We passed the small beaches and bays around the peninsular, most of the beaches appeared empty, there seemed to us to be a lot more access to boats. We remembered these bays a "roped off" to protect swimmers, perhaps we are wrong?

It was now just a case of where we preferred to anchor? We had been informed that certain areas had access restrained, that was the usual second, third hand "bollocks". It was clear that there was no restraint what so ever, we chose the small bay in which a beach bar sits, opposite the Yacht Classic Hotel where we had wintered three years ago.


Log Entry Wednesday 13th August - We try to leave Kas again?

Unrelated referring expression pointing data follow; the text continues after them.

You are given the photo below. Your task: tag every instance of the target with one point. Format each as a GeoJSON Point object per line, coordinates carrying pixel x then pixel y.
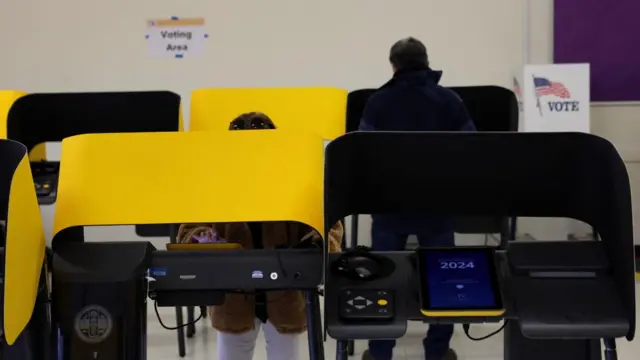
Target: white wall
{"type": "Point", "coordinates": [84, 45]}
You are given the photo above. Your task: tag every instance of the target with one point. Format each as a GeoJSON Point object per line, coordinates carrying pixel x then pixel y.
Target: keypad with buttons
{"type": "Point", "coordinates": [366, 304]}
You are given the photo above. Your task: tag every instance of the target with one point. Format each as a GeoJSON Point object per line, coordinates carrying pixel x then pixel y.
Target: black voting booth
{"type": "Point", "coordinates": [561, 298]}
{"type": "Point", "coordinates": [50, 117]}
{"type": "Point", "coordinates": [492, 108]}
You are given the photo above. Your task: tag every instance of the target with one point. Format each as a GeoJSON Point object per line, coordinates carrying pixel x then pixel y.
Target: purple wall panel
{"type": "Point", "coordinates": [606, 34]}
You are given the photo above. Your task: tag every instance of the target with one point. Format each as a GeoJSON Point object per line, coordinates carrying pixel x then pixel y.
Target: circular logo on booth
{"type": "Point", "coordinates": [93, 324]}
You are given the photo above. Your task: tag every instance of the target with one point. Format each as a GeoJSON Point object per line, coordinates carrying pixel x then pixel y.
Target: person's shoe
{"type": "Point", "coordinates": [367, 356]}
{"type": "Point", "coordinates": [449, 355]}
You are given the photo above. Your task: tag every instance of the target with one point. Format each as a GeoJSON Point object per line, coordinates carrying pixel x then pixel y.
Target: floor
{"type": "Point", "coordinates": [162, 344]}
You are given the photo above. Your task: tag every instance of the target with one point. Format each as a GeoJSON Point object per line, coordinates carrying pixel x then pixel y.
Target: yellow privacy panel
{"type": "Point", "coordinates": [318, 109]}
{"type": "Point", "coordinates": [25, 242]}
{"type": "Point", "coordinates": [157, 178]}
{"type": "Point", "coordinates": [7, 98]}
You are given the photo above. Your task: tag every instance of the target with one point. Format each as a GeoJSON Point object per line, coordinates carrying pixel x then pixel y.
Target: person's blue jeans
{"type": "Point", "coordinates": [436, 343]}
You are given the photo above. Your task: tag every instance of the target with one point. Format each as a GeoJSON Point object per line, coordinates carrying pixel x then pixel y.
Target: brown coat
{"type": "Point", "coordinates": [285, 309]}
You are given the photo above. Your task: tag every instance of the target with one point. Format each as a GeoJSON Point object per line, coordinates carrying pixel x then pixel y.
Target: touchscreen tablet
{"type": "Point", "coordinates": [459, 282]}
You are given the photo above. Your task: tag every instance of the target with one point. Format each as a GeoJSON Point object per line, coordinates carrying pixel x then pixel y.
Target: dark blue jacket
{"type": "Point", "coordinates": [413, 101]}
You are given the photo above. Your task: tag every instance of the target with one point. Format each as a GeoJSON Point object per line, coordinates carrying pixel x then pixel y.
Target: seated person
{"type": "Point", "coordinates": [282, 314]}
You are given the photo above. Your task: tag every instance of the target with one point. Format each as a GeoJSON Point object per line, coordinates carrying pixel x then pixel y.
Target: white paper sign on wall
{"type": "Point", "coordinates": [176, 37]}
{"type": "Point", "coordinates": [556, 98]}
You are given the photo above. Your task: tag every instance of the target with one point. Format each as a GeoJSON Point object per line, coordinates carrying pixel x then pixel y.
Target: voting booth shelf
{"type": "Point", "coordinates": [25, 330]}
{"type": "Point", "coordinates": [569, 175]}
{"type": "Point", "coordinates": [284, 183]}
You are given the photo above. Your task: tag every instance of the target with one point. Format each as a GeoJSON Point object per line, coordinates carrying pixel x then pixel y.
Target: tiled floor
{"type": "Point", "coordinates": [162, 344]}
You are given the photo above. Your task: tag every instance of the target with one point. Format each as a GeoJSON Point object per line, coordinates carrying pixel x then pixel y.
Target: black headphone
{"type": "Point", "coordinates": [360, 264]}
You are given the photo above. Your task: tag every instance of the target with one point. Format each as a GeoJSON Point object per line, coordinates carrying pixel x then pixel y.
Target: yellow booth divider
{"type": "Point", "coordinates": [25, 241]}
{"type": "Point", "coordinates": [7, 98]}
{"type": "Point", "coordinates": [318, 109]}
{"type": "Point", "coordinates": [190, 177]}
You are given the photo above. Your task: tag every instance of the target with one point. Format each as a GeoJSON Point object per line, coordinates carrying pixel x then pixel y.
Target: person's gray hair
{"type": "Point", "coordinates": [409, 54]}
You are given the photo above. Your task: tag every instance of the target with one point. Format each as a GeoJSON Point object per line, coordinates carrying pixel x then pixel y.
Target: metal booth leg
{"type": "Point", "coordinates": [173, 238]}
{"type": "Point", "coordinates": [180, 332]}
{"type": "Point", "coordinates": [342, 347]}
{"type": "Point", "coordinates": [191, 327]}
{"type": "Point", "coordinates": [354, 231]}
{"type": "Point", "coordinates": [314, 326]}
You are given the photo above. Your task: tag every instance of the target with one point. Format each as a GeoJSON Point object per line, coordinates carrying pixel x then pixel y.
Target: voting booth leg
{"type": "Point", "coordinates": [517, 347]}
{"type": "Point", "coordinates": [101, 310]}
{"type": "Point", "coordinates": [314, 326]}
{"type": "Point", "coordinates": [173, 238]}
{"type": "Point", "coordinates": [342, 349]}
{"type": "Point", "coordinates": [180, 331]}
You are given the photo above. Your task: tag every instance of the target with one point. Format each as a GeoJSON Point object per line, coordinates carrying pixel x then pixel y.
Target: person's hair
{"type": "Point", "coordinates": [252, 121]}
{"type": "Point", "coordinates": [409, 54]}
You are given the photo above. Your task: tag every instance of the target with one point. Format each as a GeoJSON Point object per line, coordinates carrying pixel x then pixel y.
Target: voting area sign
{"type": "Point", "coordinates": [556, 98]}
{"type": "Point", "coordinates": [176, 37]}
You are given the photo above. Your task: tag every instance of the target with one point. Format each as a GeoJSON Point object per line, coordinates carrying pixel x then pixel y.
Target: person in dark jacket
{"type": "Point", "coordinates": [413, 101]}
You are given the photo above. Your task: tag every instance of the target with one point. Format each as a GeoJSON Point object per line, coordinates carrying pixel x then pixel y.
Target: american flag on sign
{"type": "Point", "coordinates": [516, 88]}
{"type": "Point", "coordinates": [545, 87]}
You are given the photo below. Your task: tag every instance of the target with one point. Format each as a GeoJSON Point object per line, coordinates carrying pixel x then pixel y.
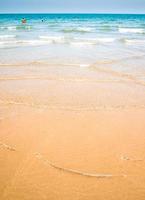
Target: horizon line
{"type": "Point", "coordinates": [101, 13]}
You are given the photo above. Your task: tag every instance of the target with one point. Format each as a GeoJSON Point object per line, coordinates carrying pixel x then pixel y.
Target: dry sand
{"type": "Point", "coordinates": [76, 135]}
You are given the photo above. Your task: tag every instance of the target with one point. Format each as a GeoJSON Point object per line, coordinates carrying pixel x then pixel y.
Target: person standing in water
{"type": "Point", "coordinates": [24, 21]}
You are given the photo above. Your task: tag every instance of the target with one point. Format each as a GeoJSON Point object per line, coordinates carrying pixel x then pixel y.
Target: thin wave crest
{"type": "Point", "coordinates": [131, 30]}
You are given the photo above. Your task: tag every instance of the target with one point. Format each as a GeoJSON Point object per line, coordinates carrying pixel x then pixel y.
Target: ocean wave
{"type": "Point", "coordinates": [80, 30]}
{"type": "Point", "coordinates": [91, 41]}
{"type": "Point", "coordinates": [53, 39]}
{"type": "Point", "coordinates": [131, 30]}
{"type": "Point", "coordinates": [14, 28]}
{"type": "Point", "coordinates": [17, 43]}
{"type": "Point", "coordinates": [134, 41]}
{"type": "Point", "coordinates": [5, 37]}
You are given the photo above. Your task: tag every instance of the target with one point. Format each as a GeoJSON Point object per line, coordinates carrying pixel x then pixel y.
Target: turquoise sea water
{"type": "Point", "coordinates": [73, 38]}
{"type": "Point", "coordinates": [74, 55]}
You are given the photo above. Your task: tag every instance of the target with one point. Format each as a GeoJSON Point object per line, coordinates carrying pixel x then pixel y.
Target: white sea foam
{"type": "Point", "coordinates": [80, 29]}
{"type": "Point", "coordinates": [135, 41]}
{"type": "Point", "coordinates": [17, 43]}
{"type": "Point", "coordinates": [11, 28]}
{"type": "Point", "coordinates": [131, 30]}
{"type": "Point", "coordinates": [5, 37]}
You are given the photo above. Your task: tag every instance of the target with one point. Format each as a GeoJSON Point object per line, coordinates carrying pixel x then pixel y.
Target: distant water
{"type": "Point", "coordinates": [73, 38]}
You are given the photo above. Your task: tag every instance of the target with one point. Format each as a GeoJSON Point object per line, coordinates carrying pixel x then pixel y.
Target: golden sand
{"type": "Point", "coordinates": [74, 135]}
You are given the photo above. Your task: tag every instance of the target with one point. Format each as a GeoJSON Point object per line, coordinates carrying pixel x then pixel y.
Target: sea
{"type": "Point", "coordinates": [114, 42]}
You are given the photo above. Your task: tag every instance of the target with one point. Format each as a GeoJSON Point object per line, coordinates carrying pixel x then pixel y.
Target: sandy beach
{"type": "Point", "coordinates": [71, 138]}
{"type": "Point", "coordinates": [72, 107]}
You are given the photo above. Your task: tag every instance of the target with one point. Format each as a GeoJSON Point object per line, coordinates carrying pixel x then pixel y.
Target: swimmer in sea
{"type": "Point", "coordinates": [24, 21]}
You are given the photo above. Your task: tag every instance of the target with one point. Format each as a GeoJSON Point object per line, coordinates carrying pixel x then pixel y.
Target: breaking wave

We have now been stuck in the marina for over two weeks, for one reason or another, that we find very hard psychologically. The heat too is a really issue very little cooling breeze gets through the congestion within the marina, so one is constantly over heating at mid-thirty's "C" plus? Tonight we plan to motor up to Fethiye, we have some serious work to be undertaken on our headsail, three to four days work for the sail maker. We have plans to meet up with a couple of friends we have in that area too while waiting the return of the sail. So, today is just a time "wasting day," watching what is going on around etc, engine is ready, all is packed ready to leave. We have a small turtle living in the marina around us, feeding off the plantation that grows around on the marina infrastructure. Normally when we see it we have no camera, or it disappears quickly before one can even get the phone out to take a picture - not today?

With only a very light breeze we leave the marina, fuel up and make our way out of the inlet in which the marina sits, the sun begins to set. The journey will take approximately 12 hours, over night to avoid the prevailing winds. All was fine until we begin the reach the seaward entrance of the Buçak, quite a large swell began to develop, as we turned west, the swell increased in size and a headwind came on us. A Turkish flagged vessel a mile or so ahead of us turned and came back past us in the darkness, as we carried on we realised why?

Little way could be made at all, Sailaway's bow was either two to three meters in the air, or, diving into the trough of the on coming wave with the sea rolling down our decks. Within thirty minutes or so , making only two knots or less at times we too decided to turn around and head back to try again tomorrow. We decided, as our Turkish friend had done, to anchor behind the marina, this should, in theory give us more of a breeze to keep us cooler? We were all settled, ready to retire around midnight, due to the heat generated by the engine, running hard for a good four hours and covering only ten miles in total it was impossible to sleep below, too hot, so we retired on deck.

A pleasant morning as usual, the Turkish flagged vessel had left in the early hours, we had not even heard him lift his anchor? A further benefit to being anchored out here is that we could also swim in the cooling water - perfect?

While having breakfast I did witness one of the strangest "tourist trips" seen to date, a local fisherman had two young ladies in his boat as he returned after his mornings work. They looked better dress for a night out in town as apposed to fishing, still I am sure they enjoyed it and he made a few lira - good luck to him?



Log Entry Thursday 7th August - We should be moving west but we are delayed?

Our journey has been delayed due to my (Kevin's) chest infection, the Pharmacist sold us lots of expensive medication so I must be very ill - I like that analogy?

The clouds close in on us today, the first seen in a long time, hopefully we will feel cooler?

The kids look on in wonder, the first cloud they have seen since arriving back with us.

Plant as you know, first joined us from the drive over leaving the UK in April 2013 as a youngster and continues to go from strength to strength on board Sailaway.

Since we returned in January 2014 for the first time (pictured top left) plant has continued to flourish, it is now time to re-pot her to allow her to grow further. Not such a decorative pot, the teacup will be stored for future generations, the plastic white tag has and does remain with her to give scale.